Quando a memória se torna coletiva, também se evidencia uma negociação sobre os
marcos desta memória, o que no sentido do debate sobre patrimônio seriam os
considerados bens tangíveis e intangíveis.
A memória, portanto, é seletiva
(Chagas, 1997) e, consequentemente, permeada por relações de poder e afeita ao
esquecimento (Ricouer, 2003). Sendo assim, consideramos que as disputas sobre a
memória são pautadas pela legitimação do que será escolhido para ser lembrado e
o que será deixado no esquecimento. Vale ressaltar, por outro lado, que segundo
Pollak (1989), o silêncio imposto a certos grupos e suas memórias relegadas ao esquecimento ou invisibilidade,
tornam-se uma resistência a memórias que se tornam impositivamente vitoriosas e
oficiais.
Pensando em um exemplo prático
sobre tais disputas de memória, podemos considerar as memórias constituídas
como narrativas, nas exposições de museus estatais, como um exemplo de como
certos grupo sociais hegemônicos selecionam as memórias que serão consideradas
como institucionais e que serão apresentadas silenciando as que não fazem parte
das formas de representações social consideradas oficiais.
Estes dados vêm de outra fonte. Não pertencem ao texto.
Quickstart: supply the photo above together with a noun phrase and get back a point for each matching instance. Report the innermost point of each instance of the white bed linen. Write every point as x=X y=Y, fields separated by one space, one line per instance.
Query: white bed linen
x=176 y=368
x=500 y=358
Por fim, vale dizer que se o
patrimônio é uma representação da memória, é por meio dele que um grupo social
expressa suas identidades, atribui sentidos, gera sentimentos de pertença e
procura salvaguardar sua permanência no tempo. Quando alguns grupos sociais não
estão aí representados ou quando a representação sobre eles é invisibilizada,
inferiorizada ou desqualificada, a sua participação nas relações de poder são
desconsideradas. Entre os nossos desafios está a necessidade de compreendermos
como e em função de que estes processos ocorrem, principalmente nestes tempos
de disputas entre identidades mais fluídas, ambivalentes e descentradas versus
as concepções de identidades fixas, centradas e estáveis.
REFERÊNCIAS
CASTELLS, Manuel. O PODER DA
IDENTIDADE. Tradução: Klauss Brandini Gerhardt. São Paulo: Paz e Terra, 1999.
CHAGAS, Mario. MEMÓRIA E PODER:
dois movimentos. CADERNOS DE SOCIOMUSEOLOGIA, nº 19, 1997.
CHOAY, Françoise. A alegoria do
patrimônio. São Paulo: Editora UNESP, 2001.
ENNES, M. e MARCON, F. Das
Identidades aos Processos Identitários: repensando conexões entre cultura e
poder. Revista Sociologias. Porto Alegre: UFRGS, v. 15, n. 35, 2014.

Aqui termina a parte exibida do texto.